Analysis of the correlation between autoantibodies against AT1 receptors and risk of lupus nephritis
10.3760/cma.j.c141217-20200326-00123
- VernacularTitle:抗血管紧张素Ⅱ1型受体自身抗体与狼疮肾炎发病风险的分析
- Author:
Yanxiang SUN
1
;
Mingxia WANG
;
Li FENG
;
Yong YUAN
Author Information
1. 中山大学附属中山医院心血管内科 528400
- From:
Chinese Journal of Rheumatology
2020;24(10):656-659,c10-1
- CountryChina
- Language:Chinese
-
Abstract:
Objective:To study the correlation between autoantibodies against AT1 receptors (AT1-AAs) and risk of lupus nephritis (LN).Methods:Thirty-six normal subjects and 32 patients with LN were selected. The AT1-AAs in sera of donors were detected by enzyme-linked immuno sorbent assay (ELISA). The level of AT1-AAs, C-reactive protein (CRP), serum creatinine, lipids and serum glucose in different groups were observed. We tested the serum cystatin c, erythrocyte sedimentation rate (ESR), complement C3, C4, antinuclear antibodies (ANA) and anti-dsDNA antibodies in LN patients.
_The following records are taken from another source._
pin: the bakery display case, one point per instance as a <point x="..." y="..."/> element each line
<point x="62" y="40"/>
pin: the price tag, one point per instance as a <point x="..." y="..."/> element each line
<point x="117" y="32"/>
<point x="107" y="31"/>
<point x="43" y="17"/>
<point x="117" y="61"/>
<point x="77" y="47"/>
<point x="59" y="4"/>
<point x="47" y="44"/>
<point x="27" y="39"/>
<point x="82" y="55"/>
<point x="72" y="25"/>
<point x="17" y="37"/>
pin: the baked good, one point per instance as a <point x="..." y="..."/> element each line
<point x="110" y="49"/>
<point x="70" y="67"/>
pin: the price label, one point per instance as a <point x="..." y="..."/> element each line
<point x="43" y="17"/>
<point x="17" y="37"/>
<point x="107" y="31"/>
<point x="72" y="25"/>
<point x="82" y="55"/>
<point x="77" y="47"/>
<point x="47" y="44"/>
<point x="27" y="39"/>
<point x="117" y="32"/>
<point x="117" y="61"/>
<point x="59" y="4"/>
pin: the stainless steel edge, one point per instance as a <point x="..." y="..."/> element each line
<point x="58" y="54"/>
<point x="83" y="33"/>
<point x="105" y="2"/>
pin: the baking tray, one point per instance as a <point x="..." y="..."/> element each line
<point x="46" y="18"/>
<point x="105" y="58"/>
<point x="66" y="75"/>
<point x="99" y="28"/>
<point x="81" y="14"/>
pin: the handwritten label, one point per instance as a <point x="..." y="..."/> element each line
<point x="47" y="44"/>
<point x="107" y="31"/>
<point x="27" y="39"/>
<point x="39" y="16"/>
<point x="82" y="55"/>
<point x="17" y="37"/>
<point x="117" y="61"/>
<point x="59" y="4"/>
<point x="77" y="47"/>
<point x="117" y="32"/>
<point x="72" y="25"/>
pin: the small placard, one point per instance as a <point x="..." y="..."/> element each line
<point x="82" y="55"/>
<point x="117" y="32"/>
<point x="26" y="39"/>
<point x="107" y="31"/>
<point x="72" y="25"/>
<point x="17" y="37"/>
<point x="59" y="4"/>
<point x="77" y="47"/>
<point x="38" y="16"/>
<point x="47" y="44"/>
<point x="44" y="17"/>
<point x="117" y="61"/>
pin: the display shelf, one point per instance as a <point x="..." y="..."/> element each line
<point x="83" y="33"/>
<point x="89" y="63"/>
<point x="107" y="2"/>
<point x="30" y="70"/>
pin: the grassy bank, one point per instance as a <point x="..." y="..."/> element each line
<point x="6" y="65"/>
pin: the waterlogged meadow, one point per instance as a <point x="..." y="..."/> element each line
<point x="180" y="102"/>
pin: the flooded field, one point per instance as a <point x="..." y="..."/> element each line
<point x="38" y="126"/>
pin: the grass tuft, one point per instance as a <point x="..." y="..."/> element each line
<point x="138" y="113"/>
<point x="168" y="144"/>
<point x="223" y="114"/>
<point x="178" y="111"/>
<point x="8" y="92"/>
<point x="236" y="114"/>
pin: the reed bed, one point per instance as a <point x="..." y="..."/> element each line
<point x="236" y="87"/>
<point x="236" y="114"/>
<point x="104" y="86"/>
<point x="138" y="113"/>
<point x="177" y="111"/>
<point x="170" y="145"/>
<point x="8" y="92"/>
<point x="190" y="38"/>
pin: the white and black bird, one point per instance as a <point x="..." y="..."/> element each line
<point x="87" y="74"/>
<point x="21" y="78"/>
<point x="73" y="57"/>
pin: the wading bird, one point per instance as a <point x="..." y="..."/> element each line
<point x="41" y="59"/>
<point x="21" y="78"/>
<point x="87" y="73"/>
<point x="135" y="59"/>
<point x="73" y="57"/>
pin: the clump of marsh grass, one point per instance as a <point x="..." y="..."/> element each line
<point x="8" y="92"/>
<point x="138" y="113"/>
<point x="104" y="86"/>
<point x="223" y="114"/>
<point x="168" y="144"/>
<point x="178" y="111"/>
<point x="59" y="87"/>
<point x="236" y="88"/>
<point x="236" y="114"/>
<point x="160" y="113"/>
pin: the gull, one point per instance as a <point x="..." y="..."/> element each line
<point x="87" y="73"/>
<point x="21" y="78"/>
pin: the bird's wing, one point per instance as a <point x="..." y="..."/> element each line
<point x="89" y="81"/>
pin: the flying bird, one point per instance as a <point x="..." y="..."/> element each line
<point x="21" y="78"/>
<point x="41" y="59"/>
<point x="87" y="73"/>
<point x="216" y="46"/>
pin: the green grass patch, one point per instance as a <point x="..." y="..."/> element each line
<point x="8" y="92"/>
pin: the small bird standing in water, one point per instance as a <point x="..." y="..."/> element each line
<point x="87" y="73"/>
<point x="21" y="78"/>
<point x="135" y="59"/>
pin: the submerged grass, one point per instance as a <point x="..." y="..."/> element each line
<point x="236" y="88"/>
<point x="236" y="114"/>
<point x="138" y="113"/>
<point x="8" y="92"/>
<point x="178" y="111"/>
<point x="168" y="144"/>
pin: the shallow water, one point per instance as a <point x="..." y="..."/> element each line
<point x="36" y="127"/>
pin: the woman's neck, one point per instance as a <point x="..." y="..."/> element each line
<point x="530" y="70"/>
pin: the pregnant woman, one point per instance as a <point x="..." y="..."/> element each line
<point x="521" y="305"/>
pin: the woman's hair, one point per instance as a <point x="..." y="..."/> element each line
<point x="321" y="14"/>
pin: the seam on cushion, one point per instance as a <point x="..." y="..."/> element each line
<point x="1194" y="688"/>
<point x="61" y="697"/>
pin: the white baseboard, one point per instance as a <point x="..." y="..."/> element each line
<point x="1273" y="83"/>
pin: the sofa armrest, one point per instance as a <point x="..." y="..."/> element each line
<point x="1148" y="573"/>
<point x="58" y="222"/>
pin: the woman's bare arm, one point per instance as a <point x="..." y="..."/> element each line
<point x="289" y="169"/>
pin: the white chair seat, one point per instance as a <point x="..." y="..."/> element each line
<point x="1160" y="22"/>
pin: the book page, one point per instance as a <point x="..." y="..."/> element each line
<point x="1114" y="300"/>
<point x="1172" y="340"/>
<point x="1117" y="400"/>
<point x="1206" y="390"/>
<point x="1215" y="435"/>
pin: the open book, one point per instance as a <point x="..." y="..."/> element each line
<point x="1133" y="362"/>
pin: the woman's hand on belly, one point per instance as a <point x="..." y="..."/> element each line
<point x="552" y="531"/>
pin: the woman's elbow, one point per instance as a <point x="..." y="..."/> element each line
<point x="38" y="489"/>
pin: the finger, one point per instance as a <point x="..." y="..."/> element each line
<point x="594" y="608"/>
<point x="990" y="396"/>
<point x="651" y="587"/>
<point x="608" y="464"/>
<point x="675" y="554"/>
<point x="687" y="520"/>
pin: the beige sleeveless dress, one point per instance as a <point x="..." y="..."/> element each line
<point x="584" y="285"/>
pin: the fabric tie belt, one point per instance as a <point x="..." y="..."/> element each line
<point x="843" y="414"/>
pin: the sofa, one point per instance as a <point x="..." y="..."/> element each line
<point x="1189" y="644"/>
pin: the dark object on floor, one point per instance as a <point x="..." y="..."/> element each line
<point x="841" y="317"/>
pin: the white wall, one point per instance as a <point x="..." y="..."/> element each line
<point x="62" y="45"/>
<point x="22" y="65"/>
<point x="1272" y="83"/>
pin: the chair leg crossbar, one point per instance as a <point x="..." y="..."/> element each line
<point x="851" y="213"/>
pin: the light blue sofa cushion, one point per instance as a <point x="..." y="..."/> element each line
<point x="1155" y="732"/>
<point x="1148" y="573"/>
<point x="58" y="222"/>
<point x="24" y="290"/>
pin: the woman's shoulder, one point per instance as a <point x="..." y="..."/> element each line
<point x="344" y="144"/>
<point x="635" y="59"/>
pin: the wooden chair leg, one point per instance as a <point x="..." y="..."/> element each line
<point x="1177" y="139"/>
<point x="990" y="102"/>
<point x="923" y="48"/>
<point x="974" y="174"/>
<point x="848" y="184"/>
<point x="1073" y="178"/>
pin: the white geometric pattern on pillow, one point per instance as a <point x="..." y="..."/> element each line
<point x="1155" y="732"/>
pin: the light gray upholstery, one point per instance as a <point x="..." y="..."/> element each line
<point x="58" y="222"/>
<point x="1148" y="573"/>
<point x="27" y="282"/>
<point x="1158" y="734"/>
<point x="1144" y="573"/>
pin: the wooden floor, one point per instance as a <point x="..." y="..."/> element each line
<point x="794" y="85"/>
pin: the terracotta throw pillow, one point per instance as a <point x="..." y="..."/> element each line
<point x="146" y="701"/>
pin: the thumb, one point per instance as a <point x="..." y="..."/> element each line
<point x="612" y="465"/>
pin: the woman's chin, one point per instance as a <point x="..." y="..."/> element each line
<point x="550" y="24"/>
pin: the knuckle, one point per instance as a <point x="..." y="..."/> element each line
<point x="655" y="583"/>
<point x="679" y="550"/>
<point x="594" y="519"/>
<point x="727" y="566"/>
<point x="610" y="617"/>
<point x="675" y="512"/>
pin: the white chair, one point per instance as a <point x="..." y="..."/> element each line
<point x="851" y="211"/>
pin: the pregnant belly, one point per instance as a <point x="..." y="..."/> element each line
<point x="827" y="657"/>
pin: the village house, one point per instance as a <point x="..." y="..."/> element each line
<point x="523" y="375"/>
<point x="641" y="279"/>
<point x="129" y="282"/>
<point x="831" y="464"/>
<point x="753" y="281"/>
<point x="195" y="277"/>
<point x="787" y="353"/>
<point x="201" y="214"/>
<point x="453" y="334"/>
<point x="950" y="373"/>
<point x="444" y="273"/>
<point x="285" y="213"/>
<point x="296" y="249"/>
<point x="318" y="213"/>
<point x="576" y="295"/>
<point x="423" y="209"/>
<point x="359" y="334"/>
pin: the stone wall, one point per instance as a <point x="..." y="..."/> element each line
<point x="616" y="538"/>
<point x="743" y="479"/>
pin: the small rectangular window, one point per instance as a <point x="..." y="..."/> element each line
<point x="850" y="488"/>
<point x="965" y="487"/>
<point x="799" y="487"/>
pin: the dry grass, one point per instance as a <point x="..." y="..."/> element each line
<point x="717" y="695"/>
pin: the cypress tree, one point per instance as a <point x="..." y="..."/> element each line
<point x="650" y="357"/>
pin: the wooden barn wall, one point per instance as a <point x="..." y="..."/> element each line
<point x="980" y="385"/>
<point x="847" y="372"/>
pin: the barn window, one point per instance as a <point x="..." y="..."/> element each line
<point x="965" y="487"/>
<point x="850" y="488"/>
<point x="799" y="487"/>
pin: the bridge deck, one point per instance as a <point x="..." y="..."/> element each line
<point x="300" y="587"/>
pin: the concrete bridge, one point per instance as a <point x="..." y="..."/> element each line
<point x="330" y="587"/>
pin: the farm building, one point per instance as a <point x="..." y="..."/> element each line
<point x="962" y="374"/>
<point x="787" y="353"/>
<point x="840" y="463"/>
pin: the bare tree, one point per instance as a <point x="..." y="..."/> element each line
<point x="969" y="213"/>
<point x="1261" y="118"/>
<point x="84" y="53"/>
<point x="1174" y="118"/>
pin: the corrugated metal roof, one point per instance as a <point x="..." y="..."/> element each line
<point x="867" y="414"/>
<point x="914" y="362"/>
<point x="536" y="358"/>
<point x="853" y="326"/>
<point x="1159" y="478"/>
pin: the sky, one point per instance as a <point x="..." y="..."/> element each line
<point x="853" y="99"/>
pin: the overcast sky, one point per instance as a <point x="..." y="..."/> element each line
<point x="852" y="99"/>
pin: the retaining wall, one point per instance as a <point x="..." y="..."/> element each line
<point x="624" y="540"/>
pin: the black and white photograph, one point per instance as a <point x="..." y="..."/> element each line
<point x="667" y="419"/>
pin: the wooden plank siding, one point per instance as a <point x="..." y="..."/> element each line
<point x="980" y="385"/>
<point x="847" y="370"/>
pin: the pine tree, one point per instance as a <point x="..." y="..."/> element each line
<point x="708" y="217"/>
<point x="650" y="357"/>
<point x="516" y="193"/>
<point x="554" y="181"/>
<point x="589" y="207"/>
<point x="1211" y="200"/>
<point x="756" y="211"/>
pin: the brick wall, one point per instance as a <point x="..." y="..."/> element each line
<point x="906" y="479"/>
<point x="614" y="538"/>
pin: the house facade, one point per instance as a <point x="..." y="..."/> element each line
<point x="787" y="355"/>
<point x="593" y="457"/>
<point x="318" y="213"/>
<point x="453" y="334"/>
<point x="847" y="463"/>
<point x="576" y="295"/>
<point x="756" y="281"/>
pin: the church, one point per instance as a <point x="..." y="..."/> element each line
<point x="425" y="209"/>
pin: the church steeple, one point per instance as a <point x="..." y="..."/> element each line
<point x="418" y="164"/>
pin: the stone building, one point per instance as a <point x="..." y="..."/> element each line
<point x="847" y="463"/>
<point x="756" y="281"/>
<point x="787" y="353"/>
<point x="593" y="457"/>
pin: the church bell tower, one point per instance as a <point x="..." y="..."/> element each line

The structures of the glomeruli were stained by renal biopsy hematoxylin-eosin staining (HE) and schiff periodic acid shiff (PAS) . Statistical analysis was performed using independent sample t-test, Chi-square test, Spearman correlation analysis and multiple linear regression. Results:Serum creatinine and CRP were significantly higher in the LN group [(103±37) μmol/L, (21±8) mg/L, respectively] than in the control group [(72±22) μmol/L, (7±3) mg/L], all P<0.01. The average A value of AT1-AA was higher in LN patients (0.33±0.04) than in controls (0.25±0.06), P<0.01. Multiple linear regression analysis showed that the expression of AT1-AA was positively correlated with the amount of CRP ( Beta=0.364, P=0.037) and urine protein ( Beta=0.497, P=0.004), and was negatively correlated with the level of complement C3 ( Beta=-0.276, P=0.05). Pathological results showed that mesangial hyperplasia and capillary endothelial proliferation and glomerulosclerosis were more obvious in the AT1-AA positive group than the AT1-AA negative group. Conclusion:The expression of AT1-AA is significantly increased in patients with LN and correlated with CRP, urinary protein and complement C3, indicating that the AT1-AA may be involved in the pathogenesis and the progression of LN.